Reading of the Word of God
Alleluia, alleluia, alleluia
The Spirit of the Lord is upon you.
The child you shall bear will be holy.
Alleluia, alleluia, alleluia
Luke 1, 39-47
Mary set out at that time and went as quickly as she could into the hill country to a town in Judah.
She went into Zechariah's house and greeted Elizabeth.
Now it happened that as soon as Elizabeth heard Mary's greeting, the child leapt in her womb and Elizabeth was filled with the Holy Spirit.
She gave a loud cry and said, 'Of all women you are the most blessed, and blessed is the fruit of your womb.
Why should I be honoured with a visit from the mother of my Lord?
Look, the moment your greeting reached my ears, the child in my womb leapt for joy.
Yes, blessed is she who believed that the promise made her by the Lord would be fulfilled.'
And Mary said: My soul proclaims the greatness of the Lord
and my spirit rejoices in God my Saviour;
Alleluia, alleluia, alleluia
Look down, O Lord, on your servants.
Be it unto us according to your word.
Alleluia, alleluia, alleluia
Today the liturgical calendar commemorates the Blessed Virgin Mary, our Queen. We could say that in a sense that this completes the Feast of the Assumption, celebrated on August 15. It is, in any case, the same mystery that envelopes the Mother of Jesus. The Second Vatican Council writes, “Finally the Immaculate Virgin...when the course of her earthly life was finished, was taken up body and soul into heavenly glory, and exalted by the Lord as Queen over all things, so that she might be the more fully conformed to her Son, the Lord of lords and conqueror of sin and death.” This is truly a great mystery, because it not only opens up to us the future towards which we are journeying, but it gives us a Mother who continues to stand before our eyes as a sign of the boundless mercy of God. The Gospel of the Visitation to Elizabeth shows us how quickly Mary responded to the Lord, practicing the mercy that she had first received. Luke writes that Mary, after being told by the angel that Elizabeth was pregnant, immediately runs to her. She went “with haste,” the evangelist writes. The Gospel always makes us hurry, pushing us to leave behind our habits, our private concerns, and our thoughts. And how many thoughts Mary must have had then, after the Word of God had completely turned her life upside down! The Gospel makes us get up and drives us to be close to those who suffer or who are in any kind of need, like the elderly Elizabeth, who was facing a difficult pregnancy. As soon as she sees the young Mary enter her house, she rejoices profoundly, to her very womb. It is the joy that the weak and the poor experience when they are visited by the “servants” of the Lord, who “believed that there would be a fulfilment of what was spoken to [them] by the Lord.” The Word of God creates a new alliance in the world, an unusual alliance, between the disciples of the Gospel and the poor.

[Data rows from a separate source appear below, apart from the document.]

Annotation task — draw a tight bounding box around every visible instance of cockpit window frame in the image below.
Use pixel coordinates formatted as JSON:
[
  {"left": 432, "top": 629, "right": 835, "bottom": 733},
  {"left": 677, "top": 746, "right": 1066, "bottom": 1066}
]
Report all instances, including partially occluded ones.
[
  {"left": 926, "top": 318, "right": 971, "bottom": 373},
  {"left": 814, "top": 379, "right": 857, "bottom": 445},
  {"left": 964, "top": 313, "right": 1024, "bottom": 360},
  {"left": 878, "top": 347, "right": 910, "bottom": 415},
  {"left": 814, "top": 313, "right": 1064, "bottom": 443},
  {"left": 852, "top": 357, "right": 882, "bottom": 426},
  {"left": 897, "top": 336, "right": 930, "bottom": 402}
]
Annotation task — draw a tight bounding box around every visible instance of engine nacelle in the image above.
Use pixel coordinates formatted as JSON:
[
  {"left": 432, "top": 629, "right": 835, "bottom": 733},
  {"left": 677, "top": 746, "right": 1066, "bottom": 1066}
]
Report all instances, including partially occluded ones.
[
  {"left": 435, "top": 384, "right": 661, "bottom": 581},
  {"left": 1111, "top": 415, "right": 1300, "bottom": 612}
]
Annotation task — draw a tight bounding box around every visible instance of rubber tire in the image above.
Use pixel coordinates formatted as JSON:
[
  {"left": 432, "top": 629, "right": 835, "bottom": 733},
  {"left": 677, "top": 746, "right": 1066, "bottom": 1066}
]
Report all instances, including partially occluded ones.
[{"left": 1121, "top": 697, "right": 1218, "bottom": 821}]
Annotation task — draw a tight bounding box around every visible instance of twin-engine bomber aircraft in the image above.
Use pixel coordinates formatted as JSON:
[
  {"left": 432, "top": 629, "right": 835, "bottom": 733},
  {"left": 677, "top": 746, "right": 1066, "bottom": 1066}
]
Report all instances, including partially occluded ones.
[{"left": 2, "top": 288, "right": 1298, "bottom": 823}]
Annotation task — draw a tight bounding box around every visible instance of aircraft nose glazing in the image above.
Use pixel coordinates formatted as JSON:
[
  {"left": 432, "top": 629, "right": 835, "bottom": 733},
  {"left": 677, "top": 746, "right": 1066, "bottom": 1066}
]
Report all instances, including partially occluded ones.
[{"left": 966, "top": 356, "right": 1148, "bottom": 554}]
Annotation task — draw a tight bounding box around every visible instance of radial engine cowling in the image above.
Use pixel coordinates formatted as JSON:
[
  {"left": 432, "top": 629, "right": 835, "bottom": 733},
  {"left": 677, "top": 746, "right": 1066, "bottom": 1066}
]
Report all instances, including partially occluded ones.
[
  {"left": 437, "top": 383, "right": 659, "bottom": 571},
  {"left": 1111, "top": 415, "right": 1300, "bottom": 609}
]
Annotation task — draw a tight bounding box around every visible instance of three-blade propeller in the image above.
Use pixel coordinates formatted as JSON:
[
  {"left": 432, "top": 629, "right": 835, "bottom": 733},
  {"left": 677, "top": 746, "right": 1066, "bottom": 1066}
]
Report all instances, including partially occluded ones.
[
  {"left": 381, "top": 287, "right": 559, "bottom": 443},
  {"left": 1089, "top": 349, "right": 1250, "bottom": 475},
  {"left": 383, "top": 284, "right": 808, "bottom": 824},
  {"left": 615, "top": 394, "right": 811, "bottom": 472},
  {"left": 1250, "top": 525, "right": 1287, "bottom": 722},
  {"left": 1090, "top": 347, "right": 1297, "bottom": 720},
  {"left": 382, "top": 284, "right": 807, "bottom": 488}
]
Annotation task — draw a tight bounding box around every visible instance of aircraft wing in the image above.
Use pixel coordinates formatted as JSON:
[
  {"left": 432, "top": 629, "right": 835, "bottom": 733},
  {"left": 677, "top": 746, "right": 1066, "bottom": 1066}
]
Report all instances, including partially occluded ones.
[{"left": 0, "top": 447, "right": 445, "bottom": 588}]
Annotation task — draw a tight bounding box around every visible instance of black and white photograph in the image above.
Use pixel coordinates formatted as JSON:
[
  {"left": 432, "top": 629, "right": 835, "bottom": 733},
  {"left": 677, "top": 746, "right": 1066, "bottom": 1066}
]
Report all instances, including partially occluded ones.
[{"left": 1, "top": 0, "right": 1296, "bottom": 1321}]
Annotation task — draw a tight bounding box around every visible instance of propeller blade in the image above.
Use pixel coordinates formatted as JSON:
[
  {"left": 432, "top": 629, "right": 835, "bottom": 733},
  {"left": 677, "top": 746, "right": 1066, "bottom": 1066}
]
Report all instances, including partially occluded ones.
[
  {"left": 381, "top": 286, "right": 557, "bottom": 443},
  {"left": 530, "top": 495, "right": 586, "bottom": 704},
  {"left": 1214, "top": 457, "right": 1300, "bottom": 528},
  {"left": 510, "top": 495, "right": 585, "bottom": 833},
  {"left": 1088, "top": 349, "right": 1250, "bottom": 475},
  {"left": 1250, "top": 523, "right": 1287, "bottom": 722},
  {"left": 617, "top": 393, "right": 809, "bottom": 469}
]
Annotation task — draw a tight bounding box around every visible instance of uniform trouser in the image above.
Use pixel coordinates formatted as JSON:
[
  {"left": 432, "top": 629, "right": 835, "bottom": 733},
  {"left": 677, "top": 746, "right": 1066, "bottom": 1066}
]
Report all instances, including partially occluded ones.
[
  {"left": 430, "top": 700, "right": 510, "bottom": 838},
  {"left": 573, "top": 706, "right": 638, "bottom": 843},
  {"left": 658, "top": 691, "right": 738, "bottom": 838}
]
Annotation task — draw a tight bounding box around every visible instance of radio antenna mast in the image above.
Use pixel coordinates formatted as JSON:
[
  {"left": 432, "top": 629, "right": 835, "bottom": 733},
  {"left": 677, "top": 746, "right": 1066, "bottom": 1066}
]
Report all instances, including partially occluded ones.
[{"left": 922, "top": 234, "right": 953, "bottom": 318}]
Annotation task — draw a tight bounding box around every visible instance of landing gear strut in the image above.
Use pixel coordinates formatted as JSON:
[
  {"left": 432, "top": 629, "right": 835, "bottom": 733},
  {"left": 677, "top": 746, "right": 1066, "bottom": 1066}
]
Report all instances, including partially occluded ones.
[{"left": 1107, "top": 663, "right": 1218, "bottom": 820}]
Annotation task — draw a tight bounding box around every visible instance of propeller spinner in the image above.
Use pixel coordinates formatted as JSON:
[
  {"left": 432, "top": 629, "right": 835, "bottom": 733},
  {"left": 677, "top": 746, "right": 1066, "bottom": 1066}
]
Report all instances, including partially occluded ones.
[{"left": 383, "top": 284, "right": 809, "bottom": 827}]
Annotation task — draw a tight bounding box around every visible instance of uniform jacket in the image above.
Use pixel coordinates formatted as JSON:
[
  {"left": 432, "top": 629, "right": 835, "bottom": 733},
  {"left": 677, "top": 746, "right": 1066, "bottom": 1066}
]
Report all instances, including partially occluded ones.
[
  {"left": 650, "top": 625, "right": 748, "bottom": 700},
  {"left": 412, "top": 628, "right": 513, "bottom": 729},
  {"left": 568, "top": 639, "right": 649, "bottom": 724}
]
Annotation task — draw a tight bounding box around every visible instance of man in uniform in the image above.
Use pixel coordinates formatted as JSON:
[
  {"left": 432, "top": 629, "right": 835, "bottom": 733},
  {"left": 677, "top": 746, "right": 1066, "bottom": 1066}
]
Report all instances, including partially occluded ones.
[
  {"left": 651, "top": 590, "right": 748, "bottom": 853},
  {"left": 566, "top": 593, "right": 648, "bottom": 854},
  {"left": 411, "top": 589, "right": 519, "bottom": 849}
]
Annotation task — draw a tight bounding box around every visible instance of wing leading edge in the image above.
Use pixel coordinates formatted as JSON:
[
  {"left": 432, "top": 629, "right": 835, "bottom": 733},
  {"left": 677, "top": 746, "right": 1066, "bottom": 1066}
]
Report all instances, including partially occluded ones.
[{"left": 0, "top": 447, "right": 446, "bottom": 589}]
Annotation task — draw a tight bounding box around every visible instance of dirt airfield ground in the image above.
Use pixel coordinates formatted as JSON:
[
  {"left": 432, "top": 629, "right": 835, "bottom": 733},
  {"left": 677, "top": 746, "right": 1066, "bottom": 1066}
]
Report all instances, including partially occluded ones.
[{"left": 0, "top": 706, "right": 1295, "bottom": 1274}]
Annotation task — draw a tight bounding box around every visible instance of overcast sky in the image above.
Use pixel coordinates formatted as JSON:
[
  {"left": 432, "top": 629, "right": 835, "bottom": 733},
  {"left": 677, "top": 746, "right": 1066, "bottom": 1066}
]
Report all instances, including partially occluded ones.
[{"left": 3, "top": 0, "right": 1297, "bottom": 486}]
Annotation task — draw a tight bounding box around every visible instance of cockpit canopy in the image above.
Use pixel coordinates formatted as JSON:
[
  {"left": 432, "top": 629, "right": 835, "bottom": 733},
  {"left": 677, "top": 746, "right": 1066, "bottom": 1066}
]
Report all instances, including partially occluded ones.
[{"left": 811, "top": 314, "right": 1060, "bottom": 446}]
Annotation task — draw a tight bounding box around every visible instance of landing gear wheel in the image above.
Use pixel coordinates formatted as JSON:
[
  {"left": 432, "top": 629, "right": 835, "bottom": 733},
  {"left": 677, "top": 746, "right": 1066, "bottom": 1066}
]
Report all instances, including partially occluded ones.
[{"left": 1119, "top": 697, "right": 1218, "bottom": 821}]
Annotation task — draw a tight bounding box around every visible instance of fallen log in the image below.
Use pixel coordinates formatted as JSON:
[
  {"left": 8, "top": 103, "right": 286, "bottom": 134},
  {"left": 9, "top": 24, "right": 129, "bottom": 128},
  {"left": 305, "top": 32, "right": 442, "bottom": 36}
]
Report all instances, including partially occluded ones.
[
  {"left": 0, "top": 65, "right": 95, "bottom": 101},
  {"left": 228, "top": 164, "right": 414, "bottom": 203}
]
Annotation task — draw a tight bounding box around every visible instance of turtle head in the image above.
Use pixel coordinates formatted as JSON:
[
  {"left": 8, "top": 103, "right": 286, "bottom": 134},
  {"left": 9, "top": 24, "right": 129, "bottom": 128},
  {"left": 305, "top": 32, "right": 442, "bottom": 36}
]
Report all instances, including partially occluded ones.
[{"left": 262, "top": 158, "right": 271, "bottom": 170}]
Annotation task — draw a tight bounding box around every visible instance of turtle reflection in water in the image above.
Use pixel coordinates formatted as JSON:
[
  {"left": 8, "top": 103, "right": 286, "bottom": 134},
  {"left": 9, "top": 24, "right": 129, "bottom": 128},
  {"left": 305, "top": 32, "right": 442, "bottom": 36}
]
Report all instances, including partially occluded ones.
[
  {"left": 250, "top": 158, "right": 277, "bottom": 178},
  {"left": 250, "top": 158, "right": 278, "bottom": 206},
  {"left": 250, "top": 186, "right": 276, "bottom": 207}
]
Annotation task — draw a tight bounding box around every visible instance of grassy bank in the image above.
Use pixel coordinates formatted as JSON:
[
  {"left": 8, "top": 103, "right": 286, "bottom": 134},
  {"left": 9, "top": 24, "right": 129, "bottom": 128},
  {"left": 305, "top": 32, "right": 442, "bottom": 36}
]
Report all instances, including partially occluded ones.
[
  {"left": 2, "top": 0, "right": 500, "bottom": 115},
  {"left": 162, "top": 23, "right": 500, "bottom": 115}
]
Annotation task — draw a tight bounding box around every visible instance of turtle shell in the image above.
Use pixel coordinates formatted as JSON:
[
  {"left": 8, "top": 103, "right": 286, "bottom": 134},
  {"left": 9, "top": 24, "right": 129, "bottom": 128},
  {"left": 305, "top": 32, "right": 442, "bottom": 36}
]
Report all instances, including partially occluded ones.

Prayer is the heart of the life of the Community of Sant'Egidio and is its absolute priority. At the end of the day, every the Community of Sant'Egidio, large or small, gathers around the Lord to listen to his Word. The Word of God and the prayer are, in fact, the very basis of the whole life of the Community. The disciples cannot do other than remain at the feet of Jesus, as did Mary of Bethany, to receive his love and learn his ways (Phil. 2:5).
So every evening, when the Community returns to the feet of the Lord, it repeats the words of the anonymous disciple: " Lord, teach us how to pray". Jesus, Master of prayer, continues to answer: "When you pray, say: Abba, Father". It is not a simple exhortation, it is much more. With these words Jesus lets the disciples participate in his own relationship with the Father. Therefore in prayer, the fact of being children of the Father who is in heaven, comes before the words we may say. So praying is above all a way of being! That is to say we are children who turn with faith to the Father, certain that they will be heard.
Jesus teaches us to call God "Our Father". And not simply "Father" or "My Father". Disciples, even when they pray on their own, are never isolated nor they are orphans; they are always members of the Lord's family.
In praying together, beside the mystery of being children of God, there is also the mystery of brotherhood, as the Father of the Church said: "You cannot have God as father without having the church as mother". When praying together, the Holy Spirit assembles the disciples in the upper room together with Mary, the Lord's mother, so that they may direct their gaze towards the Lord's face and learn from Him the secret of his Heart.
The Communities of Sant'Egidio all over the world gather in the various places of prayer and lay before the Lord the hopes and the sufferings of the tired, exhausted crowds of which the Gospel speaks ( Mat. 9: 3-7 ), In these ancient crowds we can see the huge masses of the modern cities, the millions of refugees who continue to flee their countries, the poor, relegated to the very fringe of life and all those who are waiting for someone to take care of them. Praying together includes the cry, the invocation, the aspiration, the desire for peace, the healing and salvation of the men and women of this world. Prayer is never in vain; it rises ceaselessly to the Lord so that anguish is turned into hope, tears into joy, despair into happiness, and solitude into communion. May the Kingdom of God come soon among people!